磁石の譬え

 埼玉には国際試合を行う大きなサッカースタジアムがあります。
 以前、そのスタジアムの近くを通りかかったことがありますが、これから行われる熱戦に多くの人が長い列を作って歩いていました。まるで、何かに吸い寄せられていくようで、門外漢の私には不思議な光景に映りました。
 さて、親鸞聖人は『教行信証』行巻の中に多くの譬えを引いてくださっております。その中に「なお磁石のごとし、本願の因を吸ふがゆえに」と磁石のはたらきを譬えにされました。
 磁石の特性は鉄を引きつけることにあります。子供のころに、磁力や磁場のことはわかりませんでしたが、鉄釘がみごとに連なって引きつけられていたことは楽しくもありとても不思議でもありました。
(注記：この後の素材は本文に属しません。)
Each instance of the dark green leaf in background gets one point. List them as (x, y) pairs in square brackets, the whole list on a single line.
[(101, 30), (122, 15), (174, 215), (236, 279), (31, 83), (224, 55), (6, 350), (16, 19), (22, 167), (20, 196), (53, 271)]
 親鸞聖人は本願によって迷いの中にある凡夫が引きつけられるようであるとこの譬えを示されました。仏さまのおこころに反して生きる凡夫が阿弥陀さまの本願のお力によって念仏申す身となり、仏さまより示されたおこころを真実と受け入れて、さらに仏法を聞くことを楽しむようになることは誠に不思議であり、磁石の力で磁石のように変わった鉄釘のようだと感じられたのです。
 もともとは『華厳経』にある譬えでこのままでは救われることのないものを救おうとされる大悲のおこころから発せられているのです。
 しかし、磁石のようになった鉄釘ですが、本当の磁石になったわけではありません。磁石から離されれば元の鉄釘に戻ってしまいます。私たちが自らの都合によって阿弥陀さまのおこころから離れてしまうことも同様でしょう。
 けれども、阿弥陀さまは摂取不捨のおはたらきをもって、本願の磁石で引きつけた行者を決して見放すことがない、とお示しくださっています。